Moss’ 1903 doctoral thesis, “The Gas Turbine, an Internal Combustion Prime Mover,” caught the eye of General Electric executives. Formed in 1892 as the amalgamation of the leading AC and DC power companies, GE was responding to mounting consumer demand by constructing ever larger electricity generating and distribution systems. Moss came to GE at the very time when reciprocating engines for power generation were being replaced by more efficient steam turbines.
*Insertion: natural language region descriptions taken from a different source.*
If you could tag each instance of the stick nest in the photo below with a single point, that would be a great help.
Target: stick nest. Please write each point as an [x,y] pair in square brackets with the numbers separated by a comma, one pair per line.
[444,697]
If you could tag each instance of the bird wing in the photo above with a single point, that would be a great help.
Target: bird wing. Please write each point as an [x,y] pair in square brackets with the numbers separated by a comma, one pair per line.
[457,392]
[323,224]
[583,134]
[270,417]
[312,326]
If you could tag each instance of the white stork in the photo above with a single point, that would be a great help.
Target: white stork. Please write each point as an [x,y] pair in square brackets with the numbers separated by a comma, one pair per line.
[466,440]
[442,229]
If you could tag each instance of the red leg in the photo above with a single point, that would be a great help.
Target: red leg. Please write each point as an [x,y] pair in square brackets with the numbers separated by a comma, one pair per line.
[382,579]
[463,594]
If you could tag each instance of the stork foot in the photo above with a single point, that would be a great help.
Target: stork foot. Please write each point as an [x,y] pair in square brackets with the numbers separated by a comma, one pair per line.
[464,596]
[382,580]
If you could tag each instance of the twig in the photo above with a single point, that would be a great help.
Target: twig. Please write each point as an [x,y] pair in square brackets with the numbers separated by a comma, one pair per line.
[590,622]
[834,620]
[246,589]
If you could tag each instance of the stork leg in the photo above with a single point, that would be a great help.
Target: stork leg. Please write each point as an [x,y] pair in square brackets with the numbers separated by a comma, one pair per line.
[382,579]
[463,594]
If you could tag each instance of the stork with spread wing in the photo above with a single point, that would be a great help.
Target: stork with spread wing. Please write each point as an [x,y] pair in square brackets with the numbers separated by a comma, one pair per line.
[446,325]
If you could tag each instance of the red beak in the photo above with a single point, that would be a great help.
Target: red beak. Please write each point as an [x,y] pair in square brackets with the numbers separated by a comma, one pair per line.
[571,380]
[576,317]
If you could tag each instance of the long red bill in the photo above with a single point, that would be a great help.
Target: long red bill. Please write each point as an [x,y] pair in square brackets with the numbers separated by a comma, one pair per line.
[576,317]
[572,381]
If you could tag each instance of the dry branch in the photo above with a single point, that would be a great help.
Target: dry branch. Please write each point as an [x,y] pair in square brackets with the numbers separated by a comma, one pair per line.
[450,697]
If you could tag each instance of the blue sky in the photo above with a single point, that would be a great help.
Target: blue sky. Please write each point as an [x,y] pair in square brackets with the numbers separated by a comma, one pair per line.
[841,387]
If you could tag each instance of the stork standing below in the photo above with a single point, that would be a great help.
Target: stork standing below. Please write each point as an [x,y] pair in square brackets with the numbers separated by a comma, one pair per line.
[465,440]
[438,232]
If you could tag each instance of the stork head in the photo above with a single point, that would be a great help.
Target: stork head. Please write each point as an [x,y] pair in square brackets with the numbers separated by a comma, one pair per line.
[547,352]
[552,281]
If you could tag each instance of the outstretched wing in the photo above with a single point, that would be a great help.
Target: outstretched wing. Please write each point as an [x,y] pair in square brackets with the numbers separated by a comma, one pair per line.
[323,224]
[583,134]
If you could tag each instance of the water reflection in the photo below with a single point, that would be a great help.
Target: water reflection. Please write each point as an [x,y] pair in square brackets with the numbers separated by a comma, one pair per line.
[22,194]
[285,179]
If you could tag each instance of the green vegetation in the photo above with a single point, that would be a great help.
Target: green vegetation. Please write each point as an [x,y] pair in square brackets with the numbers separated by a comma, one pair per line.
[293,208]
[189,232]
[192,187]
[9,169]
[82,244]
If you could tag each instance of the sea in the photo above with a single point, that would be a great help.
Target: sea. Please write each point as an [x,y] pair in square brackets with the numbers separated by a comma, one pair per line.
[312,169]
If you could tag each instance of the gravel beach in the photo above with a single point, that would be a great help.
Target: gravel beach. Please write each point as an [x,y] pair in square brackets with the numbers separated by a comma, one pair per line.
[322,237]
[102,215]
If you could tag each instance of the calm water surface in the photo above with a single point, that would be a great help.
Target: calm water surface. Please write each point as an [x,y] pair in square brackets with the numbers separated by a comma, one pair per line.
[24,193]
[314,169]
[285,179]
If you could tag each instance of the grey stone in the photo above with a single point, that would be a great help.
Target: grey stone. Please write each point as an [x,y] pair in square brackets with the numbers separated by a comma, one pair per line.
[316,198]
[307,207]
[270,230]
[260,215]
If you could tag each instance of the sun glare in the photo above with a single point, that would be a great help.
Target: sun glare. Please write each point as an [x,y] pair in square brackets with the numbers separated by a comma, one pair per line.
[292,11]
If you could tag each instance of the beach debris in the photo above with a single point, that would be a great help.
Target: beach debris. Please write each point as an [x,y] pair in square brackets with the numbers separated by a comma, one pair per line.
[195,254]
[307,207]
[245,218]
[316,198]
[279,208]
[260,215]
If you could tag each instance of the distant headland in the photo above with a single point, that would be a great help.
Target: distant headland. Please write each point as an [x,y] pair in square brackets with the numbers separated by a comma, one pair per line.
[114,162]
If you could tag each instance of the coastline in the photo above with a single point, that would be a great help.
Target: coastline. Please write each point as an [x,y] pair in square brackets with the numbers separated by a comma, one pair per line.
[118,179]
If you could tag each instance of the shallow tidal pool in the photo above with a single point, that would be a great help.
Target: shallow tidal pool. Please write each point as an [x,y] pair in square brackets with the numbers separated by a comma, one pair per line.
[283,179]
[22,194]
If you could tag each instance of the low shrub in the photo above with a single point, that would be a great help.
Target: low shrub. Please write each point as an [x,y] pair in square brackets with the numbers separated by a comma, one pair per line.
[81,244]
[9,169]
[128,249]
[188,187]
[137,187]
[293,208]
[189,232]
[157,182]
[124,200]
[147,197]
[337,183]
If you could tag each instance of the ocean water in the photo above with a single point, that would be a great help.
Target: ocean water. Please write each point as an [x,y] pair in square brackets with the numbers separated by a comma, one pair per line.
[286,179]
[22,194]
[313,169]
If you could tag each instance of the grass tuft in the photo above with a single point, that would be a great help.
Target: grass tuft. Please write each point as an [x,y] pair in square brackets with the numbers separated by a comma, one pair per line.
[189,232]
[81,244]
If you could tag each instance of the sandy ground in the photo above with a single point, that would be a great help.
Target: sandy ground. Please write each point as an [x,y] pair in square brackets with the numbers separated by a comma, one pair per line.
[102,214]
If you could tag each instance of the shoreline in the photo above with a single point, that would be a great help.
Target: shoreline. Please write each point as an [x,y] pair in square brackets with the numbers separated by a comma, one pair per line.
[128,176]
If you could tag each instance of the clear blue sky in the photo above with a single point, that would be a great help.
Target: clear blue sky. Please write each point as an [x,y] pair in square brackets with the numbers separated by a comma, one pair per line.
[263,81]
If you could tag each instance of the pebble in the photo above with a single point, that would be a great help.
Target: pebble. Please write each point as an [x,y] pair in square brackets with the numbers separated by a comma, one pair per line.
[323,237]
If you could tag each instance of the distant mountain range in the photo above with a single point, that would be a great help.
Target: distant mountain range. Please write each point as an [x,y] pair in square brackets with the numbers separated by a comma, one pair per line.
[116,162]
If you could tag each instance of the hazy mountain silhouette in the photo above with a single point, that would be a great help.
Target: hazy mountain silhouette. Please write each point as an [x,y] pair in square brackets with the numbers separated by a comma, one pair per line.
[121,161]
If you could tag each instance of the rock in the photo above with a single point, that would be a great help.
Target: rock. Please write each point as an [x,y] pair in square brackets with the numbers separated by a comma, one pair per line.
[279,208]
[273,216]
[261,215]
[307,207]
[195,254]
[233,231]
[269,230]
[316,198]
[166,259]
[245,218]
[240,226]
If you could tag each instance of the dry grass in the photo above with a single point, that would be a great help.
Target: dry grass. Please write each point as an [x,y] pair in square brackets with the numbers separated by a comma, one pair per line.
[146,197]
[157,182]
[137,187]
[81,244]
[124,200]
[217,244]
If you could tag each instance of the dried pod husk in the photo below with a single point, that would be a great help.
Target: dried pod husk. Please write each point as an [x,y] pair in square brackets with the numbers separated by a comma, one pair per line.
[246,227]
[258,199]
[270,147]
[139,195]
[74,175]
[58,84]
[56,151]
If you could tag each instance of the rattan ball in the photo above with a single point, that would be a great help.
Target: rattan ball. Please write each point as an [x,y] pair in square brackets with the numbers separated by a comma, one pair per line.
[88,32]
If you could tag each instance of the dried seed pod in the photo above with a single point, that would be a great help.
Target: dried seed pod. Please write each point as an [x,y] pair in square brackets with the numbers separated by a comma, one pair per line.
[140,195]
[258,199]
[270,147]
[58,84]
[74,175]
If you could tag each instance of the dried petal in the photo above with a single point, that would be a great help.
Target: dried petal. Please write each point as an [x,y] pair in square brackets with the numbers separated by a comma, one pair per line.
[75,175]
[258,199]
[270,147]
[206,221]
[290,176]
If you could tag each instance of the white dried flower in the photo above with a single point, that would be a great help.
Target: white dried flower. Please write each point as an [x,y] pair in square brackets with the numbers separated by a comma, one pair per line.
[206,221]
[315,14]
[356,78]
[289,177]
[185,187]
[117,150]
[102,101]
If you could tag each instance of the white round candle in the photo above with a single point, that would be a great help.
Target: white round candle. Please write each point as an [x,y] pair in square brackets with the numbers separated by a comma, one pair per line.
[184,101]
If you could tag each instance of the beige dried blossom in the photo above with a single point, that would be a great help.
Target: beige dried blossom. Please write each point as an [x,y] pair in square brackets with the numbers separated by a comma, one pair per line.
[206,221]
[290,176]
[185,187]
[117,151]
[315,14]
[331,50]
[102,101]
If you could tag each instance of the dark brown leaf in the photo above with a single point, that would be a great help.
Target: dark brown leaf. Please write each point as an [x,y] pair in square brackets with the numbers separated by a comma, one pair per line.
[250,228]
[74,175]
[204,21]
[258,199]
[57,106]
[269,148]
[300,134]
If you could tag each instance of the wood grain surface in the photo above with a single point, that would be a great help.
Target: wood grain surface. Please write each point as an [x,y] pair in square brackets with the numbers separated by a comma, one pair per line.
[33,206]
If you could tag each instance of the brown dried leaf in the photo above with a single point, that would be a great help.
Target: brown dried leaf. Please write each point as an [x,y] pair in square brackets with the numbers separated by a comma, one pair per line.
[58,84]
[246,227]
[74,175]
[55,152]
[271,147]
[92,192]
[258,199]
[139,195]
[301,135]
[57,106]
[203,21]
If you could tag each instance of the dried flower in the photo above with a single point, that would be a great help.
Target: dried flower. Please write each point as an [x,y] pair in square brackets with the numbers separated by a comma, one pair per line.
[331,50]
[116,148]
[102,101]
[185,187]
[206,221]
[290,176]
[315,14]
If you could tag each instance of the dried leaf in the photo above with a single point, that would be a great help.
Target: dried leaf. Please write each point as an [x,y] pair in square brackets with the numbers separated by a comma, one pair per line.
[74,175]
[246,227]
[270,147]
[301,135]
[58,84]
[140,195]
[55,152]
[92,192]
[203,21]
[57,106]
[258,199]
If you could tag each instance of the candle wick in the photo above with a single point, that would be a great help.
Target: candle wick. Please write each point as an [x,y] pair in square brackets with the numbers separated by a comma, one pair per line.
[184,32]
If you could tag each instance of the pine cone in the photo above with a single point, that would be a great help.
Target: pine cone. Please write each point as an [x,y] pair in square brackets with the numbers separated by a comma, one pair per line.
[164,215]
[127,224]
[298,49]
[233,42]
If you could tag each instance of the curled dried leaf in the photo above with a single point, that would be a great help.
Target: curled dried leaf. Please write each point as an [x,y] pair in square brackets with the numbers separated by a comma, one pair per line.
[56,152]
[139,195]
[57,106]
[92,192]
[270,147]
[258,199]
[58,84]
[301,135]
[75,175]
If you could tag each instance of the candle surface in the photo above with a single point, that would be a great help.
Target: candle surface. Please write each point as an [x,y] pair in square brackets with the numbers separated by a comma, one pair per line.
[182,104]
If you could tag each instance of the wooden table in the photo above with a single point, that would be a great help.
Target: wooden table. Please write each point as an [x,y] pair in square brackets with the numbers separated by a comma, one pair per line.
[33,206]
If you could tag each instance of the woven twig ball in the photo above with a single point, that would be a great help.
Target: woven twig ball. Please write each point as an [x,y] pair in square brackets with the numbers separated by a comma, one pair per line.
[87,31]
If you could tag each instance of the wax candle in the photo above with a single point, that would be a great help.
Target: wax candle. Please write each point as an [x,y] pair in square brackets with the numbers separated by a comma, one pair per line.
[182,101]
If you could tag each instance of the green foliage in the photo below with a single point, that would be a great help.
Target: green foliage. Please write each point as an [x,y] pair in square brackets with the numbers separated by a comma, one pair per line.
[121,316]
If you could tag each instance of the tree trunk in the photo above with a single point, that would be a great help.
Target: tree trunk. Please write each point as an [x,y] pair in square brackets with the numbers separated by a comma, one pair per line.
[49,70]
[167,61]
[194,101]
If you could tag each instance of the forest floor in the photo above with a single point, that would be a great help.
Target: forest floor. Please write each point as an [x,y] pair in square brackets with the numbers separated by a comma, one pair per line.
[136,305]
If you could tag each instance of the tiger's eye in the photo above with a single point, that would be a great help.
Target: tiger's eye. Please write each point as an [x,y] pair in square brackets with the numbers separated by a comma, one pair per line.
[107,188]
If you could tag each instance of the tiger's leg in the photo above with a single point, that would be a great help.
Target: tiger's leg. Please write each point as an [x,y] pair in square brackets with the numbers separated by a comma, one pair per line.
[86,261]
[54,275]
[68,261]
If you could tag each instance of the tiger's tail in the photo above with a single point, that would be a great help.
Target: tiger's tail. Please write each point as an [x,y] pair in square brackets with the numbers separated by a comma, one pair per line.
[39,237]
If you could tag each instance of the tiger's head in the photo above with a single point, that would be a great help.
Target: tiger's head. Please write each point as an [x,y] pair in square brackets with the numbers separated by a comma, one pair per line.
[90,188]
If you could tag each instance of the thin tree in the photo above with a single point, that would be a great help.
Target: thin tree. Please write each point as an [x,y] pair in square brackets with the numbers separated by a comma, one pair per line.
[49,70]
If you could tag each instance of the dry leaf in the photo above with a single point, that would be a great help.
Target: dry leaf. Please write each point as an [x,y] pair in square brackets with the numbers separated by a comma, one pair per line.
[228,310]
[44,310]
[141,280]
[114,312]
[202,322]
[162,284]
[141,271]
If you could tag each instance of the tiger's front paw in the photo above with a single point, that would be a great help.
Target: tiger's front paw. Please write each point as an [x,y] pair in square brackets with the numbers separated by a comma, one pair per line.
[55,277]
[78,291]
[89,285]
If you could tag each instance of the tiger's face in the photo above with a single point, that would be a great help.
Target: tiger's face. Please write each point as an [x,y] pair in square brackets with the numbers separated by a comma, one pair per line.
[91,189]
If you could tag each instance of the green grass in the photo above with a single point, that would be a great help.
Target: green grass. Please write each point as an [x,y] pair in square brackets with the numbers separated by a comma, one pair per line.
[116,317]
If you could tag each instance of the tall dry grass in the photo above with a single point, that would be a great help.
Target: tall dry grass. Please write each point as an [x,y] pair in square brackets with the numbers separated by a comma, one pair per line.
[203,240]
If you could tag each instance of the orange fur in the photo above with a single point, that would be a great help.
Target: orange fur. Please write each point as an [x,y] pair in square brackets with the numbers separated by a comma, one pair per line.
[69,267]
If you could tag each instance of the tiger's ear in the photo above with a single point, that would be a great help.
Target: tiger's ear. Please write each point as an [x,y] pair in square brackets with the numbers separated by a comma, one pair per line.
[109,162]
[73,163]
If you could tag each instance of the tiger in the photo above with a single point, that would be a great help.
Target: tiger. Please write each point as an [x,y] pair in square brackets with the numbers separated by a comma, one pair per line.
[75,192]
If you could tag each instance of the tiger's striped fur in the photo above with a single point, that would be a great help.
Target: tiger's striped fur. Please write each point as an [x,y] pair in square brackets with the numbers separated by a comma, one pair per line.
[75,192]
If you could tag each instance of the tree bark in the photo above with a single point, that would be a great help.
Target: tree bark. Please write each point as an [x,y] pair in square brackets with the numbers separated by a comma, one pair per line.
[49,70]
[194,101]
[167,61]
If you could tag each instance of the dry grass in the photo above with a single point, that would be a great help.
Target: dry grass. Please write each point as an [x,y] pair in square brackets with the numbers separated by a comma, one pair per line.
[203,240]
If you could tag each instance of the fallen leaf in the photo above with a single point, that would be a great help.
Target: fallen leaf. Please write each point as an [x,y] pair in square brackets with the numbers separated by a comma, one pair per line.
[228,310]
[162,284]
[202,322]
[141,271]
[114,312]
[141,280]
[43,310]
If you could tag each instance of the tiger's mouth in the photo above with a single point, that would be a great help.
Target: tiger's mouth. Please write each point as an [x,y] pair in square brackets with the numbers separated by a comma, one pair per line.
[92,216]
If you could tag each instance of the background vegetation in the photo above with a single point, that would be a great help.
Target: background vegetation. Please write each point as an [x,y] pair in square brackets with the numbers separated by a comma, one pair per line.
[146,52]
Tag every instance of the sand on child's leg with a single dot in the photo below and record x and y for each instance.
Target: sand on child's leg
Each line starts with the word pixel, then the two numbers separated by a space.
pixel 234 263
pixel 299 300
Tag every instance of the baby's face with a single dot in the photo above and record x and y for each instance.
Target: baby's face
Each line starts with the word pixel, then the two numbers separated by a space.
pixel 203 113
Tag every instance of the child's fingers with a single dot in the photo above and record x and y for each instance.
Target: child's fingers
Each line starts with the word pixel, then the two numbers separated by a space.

He worked for four years at GE on gas-turbine reliability, but he couldn’t crack the efficiency nut. His best turbine consumed four gallons of kerosene per hour for every horsepower produced, versus only one gallon per horsepower-hour for the day’s best reciprocating engines. The materials available in 1907 could not withstand the high temperatures needed to achieve better efficiency in a turbine, so GE shelved its research. But back in Europe, the war was heating things up nicely.
The advent of the Great War focused intense interest on packing more air into engines to gain altitude performance. In Germany, Mercedes, Maybach, and BMW took a brute-force approach, building bigger engines that also squeezed the air-fuel mixture to a greater degree during the piston’s compression stroke. Power had to be limited at sea level or the engines would fail structurally, so BMW’s 19.1-liter engine, with a compression ratio of 6.4 to one (4 or 5 to one was more typical), had three throttle levers. If all three were opened at sea level, the engine would destroy itself, so the throttles were opened progressively as the airplane climbed. The first-stage throttle delivered 185 horsepower for take-off at a modest 1,400 rpm. The other two throttles were opened in succession above 6,500 feet, permitting higher engine speeds without the usual loss of power because the engine’s high-compression design squeezed more energy out of the thinner air. Rumpler C.IVs equipped with 260-horsepower “over-dimensioned” Mercedes engines and oxygen for their crews flew reconnaissance missions above 20,000 feet, well beyond anyone’s reach. The Germans were slower than the British and French at sea level, but at altitude they ruled.